For finding the volume of a regular right pyramid with $n$ sided base where $n$ is even and the distance between the centre of the base and any of the vertex is $r$, I cut the solid by a plane passing through the apex of the pyramid perpendicular to the base and passing through any two opposite vertices. The cross section obtained is an isosceles triangle and the base is a polygon with $\dfrac{n}{2} + 1$ sides ($n/2 $ sides from the base polygon of pyramid and $1$ introduced due to intersection of plane). On the cartesian plane the cross section looks like $ABC$ (ignore the coordinates).

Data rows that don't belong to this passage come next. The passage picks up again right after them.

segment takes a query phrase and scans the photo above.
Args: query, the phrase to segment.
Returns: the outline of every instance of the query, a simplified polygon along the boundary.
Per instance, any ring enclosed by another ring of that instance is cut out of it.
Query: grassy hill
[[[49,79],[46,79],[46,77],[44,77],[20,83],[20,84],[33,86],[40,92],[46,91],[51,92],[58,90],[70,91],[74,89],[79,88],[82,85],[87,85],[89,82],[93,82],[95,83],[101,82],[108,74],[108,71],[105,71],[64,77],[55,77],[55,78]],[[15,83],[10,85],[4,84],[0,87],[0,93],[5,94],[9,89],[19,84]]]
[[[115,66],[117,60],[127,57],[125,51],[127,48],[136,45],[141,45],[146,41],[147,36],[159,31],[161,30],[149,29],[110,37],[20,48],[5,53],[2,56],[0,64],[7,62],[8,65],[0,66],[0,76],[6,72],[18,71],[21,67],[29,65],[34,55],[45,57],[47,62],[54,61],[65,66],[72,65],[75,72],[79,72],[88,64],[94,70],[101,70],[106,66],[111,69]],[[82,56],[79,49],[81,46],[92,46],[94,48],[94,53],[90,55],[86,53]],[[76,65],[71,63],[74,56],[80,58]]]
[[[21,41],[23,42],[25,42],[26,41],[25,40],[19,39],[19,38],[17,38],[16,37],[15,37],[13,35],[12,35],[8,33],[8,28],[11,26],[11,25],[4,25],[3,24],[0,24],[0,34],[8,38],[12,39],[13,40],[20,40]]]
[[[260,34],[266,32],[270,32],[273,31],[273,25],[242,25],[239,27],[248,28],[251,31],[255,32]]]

The centre of the base of the original solid (pyramid) is given by $O$ and $r = OA = OB$. Now, $ABC$ is the cross section of the solid obtained after the intersection of the original solid and the plane. So, the volume of this solid is given by the integral $$\int_0^h A(x)~dx$$ where $h$ is the height of the pyramid ($OC$ in the figure) and $A(x)$ is the area of cross sections of this solid (the one formed after intersection) as a function of $x$.
I can then multiply the integral by $2$ to get the volume of the pyramid. Now the problem is I can't find an expression for $A(x)$. I was able to get an expression for the length of perpendicular line segments from points on $BC$ (or $AC$) to the $x$- axis but I still couldn't find an expression for the area.